A good name is hard to find, particularly when you’re launching your brand and business. Once you have a name and logo for your venture, completing the trademark application is an important step to protect your intellectual property.Intellectual property law is complex and requires proper legal advice and strategy; however, the following post provides a quick guide on how the trademark process works and how you can benefit from it.Although trademarks essentially exist to protect consumers from brand confusion, trademarks also protect your company’s uniqueness and distinguish your business from that of competitors.
A trademark does not need to be registered for you to initiate legal action against someone who is unlawfully using your mark. However, registering your trademark with the USPTO can afford additional benefits and make the legal process easier down the road.One of the benefits of california-business-lawyer-corporate-lawyer registering is that you can use the ® symbol beside your trademark. This serves to potentially deter more instances of infringement. Even without federal registration, though, you can still use “TM” next to your trademark.

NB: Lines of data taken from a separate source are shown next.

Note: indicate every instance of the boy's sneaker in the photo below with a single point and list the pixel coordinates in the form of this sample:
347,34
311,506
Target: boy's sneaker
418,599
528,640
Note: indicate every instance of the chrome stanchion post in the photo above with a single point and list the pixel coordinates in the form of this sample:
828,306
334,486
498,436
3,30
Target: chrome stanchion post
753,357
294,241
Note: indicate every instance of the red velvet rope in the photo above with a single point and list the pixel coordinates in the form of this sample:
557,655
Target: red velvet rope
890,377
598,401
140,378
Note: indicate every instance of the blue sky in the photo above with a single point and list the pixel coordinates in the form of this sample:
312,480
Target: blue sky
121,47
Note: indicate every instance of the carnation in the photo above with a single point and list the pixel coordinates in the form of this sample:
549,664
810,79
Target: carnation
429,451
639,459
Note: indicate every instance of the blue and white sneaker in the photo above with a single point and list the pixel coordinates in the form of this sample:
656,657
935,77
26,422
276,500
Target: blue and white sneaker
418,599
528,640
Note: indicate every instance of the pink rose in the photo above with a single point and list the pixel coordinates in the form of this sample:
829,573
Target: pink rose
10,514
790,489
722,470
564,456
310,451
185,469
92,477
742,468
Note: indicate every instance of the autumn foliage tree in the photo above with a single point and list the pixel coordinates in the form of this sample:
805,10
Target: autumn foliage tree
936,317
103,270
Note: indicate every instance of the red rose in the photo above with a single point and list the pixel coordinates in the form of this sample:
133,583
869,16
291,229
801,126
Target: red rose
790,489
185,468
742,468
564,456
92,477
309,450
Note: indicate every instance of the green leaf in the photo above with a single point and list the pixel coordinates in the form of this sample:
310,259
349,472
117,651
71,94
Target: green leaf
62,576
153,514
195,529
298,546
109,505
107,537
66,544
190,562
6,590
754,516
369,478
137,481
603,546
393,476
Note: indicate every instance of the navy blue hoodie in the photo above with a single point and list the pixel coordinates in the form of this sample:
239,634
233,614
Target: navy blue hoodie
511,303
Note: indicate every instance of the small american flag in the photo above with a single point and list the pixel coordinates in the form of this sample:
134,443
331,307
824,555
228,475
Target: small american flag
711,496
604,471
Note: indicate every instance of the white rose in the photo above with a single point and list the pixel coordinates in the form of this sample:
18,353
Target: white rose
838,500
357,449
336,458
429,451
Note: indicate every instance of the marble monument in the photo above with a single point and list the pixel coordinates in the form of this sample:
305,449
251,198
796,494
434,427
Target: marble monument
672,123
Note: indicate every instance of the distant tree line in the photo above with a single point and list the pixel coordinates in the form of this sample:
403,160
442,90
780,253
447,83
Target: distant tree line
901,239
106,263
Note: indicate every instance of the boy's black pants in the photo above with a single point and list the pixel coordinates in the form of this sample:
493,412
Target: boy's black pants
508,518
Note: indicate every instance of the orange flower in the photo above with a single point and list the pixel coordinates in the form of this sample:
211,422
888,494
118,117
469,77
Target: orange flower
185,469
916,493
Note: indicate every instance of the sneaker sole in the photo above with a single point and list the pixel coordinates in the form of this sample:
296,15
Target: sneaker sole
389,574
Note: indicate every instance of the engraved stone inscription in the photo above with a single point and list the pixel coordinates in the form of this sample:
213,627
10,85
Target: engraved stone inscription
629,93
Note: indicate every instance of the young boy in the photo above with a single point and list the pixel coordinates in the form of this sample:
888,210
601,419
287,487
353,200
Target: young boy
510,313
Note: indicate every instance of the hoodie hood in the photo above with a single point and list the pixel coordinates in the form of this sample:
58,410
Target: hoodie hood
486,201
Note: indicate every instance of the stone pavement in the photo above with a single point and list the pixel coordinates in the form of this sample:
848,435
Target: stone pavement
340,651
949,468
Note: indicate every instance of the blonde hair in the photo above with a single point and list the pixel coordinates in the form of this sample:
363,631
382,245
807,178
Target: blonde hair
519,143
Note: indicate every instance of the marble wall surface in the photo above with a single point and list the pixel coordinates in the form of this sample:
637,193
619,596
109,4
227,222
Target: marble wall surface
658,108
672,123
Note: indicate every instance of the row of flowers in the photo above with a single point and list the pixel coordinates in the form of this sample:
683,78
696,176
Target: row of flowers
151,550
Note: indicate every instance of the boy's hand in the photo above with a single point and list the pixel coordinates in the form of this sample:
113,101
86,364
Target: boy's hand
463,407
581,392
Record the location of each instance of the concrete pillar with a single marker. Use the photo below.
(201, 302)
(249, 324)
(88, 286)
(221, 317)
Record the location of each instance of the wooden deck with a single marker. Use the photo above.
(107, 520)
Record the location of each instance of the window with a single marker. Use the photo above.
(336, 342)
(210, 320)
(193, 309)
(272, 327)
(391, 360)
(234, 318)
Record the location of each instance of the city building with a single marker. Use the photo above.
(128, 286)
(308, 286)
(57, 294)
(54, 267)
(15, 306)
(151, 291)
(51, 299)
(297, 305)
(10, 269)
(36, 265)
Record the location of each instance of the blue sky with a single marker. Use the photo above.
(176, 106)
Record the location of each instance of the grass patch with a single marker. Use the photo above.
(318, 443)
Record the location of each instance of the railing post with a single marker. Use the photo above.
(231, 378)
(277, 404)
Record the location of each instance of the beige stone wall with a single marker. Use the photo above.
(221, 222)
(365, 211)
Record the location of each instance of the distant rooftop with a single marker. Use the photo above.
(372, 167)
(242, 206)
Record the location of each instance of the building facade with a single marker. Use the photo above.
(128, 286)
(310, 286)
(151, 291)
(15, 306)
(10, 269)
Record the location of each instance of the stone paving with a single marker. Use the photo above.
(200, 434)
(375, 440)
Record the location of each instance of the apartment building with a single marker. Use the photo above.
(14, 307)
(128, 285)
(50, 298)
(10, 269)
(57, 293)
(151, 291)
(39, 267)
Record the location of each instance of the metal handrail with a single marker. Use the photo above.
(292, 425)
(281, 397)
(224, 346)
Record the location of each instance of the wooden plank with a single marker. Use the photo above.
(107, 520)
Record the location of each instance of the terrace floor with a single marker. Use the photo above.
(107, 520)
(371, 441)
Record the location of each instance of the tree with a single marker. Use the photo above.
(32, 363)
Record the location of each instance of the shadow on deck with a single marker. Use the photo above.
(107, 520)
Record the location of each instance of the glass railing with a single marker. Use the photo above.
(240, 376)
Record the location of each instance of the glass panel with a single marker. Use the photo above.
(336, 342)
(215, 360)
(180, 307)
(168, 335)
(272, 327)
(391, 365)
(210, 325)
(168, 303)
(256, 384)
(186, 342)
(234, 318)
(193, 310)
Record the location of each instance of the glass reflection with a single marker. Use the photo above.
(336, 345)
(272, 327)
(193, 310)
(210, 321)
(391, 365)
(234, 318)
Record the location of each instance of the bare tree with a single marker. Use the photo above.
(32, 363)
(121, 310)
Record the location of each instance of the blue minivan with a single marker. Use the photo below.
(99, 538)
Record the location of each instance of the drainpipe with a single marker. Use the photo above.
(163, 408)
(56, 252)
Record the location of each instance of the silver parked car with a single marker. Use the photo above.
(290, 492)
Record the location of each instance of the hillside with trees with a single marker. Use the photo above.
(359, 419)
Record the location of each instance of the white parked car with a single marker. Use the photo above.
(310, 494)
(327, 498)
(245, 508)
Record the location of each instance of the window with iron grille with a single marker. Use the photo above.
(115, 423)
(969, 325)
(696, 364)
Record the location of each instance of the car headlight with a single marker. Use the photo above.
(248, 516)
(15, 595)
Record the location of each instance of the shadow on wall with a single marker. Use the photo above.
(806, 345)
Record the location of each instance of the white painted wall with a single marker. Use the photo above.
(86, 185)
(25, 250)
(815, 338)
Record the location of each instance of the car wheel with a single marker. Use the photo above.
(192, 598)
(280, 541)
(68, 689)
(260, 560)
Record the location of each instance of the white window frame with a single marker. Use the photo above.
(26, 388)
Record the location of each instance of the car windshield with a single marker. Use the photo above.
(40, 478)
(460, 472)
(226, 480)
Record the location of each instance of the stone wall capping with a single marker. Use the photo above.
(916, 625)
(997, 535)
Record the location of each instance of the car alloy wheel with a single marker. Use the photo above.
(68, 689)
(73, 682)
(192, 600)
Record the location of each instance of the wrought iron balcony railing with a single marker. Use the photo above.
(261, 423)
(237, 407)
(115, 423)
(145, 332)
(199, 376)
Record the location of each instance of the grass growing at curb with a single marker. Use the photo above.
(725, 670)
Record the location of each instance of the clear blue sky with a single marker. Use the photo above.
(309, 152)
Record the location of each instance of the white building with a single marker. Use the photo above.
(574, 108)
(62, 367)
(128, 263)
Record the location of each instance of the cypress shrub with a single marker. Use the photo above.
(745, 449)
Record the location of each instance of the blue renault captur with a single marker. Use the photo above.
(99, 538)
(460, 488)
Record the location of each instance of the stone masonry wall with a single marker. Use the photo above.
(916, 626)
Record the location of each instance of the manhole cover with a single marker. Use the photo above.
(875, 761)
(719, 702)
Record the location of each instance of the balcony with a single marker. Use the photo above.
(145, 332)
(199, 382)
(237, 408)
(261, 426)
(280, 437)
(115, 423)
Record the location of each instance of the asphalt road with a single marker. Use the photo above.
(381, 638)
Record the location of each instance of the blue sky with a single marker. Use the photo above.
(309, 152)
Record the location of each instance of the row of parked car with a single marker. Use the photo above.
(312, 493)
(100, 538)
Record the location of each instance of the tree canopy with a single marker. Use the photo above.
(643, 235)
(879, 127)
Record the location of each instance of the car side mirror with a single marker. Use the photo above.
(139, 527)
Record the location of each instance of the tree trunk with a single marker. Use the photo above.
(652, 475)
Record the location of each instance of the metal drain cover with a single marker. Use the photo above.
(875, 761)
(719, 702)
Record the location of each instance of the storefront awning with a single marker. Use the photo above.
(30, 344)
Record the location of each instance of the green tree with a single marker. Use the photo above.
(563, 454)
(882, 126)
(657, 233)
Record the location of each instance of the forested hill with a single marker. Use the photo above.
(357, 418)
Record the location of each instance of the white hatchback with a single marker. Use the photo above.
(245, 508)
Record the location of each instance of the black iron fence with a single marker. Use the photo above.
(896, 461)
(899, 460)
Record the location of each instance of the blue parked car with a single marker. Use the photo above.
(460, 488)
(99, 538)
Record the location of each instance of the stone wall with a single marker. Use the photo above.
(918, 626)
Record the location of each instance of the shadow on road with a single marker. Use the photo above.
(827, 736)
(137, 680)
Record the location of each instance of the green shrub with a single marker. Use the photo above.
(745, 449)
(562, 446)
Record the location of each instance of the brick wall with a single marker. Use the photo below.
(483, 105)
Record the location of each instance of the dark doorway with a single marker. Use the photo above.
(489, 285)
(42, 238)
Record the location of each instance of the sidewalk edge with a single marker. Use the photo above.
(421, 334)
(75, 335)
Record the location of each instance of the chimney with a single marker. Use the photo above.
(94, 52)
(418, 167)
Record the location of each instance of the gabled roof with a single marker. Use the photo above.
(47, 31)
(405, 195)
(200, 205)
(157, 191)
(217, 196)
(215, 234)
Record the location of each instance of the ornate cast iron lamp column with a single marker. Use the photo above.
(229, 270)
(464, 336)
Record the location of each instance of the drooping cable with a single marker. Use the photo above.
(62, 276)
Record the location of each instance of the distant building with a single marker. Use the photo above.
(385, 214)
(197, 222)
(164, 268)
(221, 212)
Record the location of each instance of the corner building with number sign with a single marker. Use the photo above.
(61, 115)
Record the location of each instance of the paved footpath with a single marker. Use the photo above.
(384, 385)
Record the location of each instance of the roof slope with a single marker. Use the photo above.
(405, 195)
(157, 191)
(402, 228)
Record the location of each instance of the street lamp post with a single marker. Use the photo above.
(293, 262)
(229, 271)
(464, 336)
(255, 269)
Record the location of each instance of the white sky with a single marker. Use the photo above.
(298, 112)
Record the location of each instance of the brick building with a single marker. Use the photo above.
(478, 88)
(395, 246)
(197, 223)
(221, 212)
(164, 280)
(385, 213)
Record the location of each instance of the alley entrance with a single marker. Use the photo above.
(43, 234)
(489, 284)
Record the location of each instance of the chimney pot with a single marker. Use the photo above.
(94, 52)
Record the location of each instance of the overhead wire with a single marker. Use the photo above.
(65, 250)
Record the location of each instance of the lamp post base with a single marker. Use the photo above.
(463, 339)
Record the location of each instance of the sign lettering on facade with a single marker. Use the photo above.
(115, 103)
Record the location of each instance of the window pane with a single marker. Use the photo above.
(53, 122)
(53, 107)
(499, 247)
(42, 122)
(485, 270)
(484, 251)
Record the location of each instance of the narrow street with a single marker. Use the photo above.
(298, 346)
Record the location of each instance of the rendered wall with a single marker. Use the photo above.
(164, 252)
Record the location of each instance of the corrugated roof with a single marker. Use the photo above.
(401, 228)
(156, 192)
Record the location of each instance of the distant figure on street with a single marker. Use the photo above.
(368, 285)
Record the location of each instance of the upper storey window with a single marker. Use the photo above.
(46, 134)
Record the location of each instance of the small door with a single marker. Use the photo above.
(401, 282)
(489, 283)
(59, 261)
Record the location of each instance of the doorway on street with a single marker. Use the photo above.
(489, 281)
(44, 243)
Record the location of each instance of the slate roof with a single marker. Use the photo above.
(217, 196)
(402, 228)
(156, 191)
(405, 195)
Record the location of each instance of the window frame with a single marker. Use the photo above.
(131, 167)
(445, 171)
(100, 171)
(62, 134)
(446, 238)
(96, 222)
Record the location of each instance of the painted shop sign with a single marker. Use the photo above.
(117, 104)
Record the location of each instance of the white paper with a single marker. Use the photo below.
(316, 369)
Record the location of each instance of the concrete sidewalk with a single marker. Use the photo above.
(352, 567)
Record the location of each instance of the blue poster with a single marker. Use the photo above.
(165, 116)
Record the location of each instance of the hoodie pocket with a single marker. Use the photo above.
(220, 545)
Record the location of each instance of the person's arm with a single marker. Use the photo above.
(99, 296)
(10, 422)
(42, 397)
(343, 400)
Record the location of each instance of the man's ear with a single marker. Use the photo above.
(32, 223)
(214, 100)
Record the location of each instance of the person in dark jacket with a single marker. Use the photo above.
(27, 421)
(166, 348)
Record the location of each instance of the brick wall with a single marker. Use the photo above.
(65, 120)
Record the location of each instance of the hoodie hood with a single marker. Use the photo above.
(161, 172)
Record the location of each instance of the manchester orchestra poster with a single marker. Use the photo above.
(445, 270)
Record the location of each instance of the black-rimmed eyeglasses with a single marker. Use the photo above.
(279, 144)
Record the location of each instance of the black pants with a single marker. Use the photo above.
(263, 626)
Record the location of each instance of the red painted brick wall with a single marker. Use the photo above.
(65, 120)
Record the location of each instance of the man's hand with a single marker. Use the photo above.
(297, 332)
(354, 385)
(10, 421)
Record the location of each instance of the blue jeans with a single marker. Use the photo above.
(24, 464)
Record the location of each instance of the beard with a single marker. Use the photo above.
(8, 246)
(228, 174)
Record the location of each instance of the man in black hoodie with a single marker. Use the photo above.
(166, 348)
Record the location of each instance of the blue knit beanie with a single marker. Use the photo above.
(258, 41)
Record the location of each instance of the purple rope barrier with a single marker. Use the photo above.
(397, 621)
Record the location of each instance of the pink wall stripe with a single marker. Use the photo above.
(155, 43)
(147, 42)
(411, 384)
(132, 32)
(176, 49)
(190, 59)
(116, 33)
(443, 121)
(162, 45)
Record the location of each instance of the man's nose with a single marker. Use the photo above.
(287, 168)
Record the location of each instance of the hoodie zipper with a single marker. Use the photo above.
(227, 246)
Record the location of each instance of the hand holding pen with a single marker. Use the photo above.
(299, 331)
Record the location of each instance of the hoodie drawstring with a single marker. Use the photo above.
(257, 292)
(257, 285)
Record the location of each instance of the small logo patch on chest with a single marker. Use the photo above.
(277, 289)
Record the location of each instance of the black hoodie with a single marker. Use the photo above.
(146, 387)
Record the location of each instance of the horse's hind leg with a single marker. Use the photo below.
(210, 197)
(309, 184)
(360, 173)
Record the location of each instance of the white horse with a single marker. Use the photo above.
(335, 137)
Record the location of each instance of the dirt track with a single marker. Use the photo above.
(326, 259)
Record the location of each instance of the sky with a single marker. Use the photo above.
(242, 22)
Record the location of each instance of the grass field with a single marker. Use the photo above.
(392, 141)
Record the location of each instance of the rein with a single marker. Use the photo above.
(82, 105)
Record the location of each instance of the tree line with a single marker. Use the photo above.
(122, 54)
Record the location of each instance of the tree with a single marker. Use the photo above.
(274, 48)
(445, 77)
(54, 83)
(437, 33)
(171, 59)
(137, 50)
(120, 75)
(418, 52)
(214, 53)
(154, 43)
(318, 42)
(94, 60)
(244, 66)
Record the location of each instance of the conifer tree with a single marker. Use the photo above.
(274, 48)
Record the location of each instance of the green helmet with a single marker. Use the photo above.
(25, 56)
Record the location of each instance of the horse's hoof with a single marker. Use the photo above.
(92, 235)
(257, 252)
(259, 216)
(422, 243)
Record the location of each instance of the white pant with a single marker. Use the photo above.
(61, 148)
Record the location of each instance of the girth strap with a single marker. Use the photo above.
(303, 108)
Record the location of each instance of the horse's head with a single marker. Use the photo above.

Another benefit is that registration with the USPTO puts the nation on notice regarding your trademark. If you end up in court, you will have an easier time proving that the infringing party knew about the existence of your trademark.When preparing your application, you can create a mark that is both descriptive and establishes a connection between your company and the product or service offered. However, making a more creative mark not directly related to or describing your product or service may actually be stronger.
Once you file the paperwork with the itseyerisappropriate fee, the USPTO may deny your initial application or request modifications. If your application is granted, then it will be opened for challenges for 30 days. If no challenges arise, your trademark will be officially registered. If there are challenges during the 30 day period, you have the option to abandon your mark or defend it against the challenge.Once your trademark is registered, consistent use of your mark and record-keeping of such use are the best ways to maintain protection. If you allow other parties to use your trademark, monitor and record their use as well.
Infringement occurs if you use a mark that is too similar or identical to a trademark already in use by someone else. Defending your use in court is expensive and time-consuming. Be sure to make a creative and distinctive mark and conduct a thorough trademark search prior to use of your mark.As you can see, the trademark process is complicated and can be confusing, so be sure to seek out guidance from an attorney to ensure your business is adequately protected.